Title: Hexadecanoic acid-enriched extract of Halymenia durvillei induces apoptotic and autophagic death of human triple-negative breast cancer cells by upregulating ER stress
Description:
Objective: To investigate the effect of the hexane solvent fraction of Halymenia durvillei (HDHE) on triple-negative breast cancer.
Methods: The phytochemical profile of HDHE was investigated by GC-MS.
The cytotoxicity of HDHE against MDA-MB-231 cells was determined.
The apoptotic and autophagic effects of HDHE were analyzed.
The expression of molecular markers controlling apoptosis, autophagy, DNA damage, and endoplasmic reticulum (ER) stress was determined.
Results: HDHE contains a mixture of fatty acids, mainly hexadecanoic acid.
HDHE at a cytotoxic concentration induced apoptotic death of MDA-MB-231 cells through mitochondrial membrane dysfunction, and induction of apoptosis markers, and increased the expression of proteins related to DNA damage response.

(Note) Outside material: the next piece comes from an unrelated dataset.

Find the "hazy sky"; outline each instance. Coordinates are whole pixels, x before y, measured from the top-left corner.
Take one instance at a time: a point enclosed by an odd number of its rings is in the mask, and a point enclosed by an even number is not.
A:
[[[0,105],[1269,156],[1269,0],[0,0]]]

HDHE also induced the expression of LC-3, a marker of autophagic cell death at a cytotoxic concentration.
Moreover, HDHE modulated the expression of ER stress genes.
Conclusions: The hexadecanoic acid-enriched extract of Halymenia durvillei promotes apoptosis and autophagy of human triple-negative breast cancer cells.
This extract may be further explored as an anticancer agent for triple-negative breast cancer.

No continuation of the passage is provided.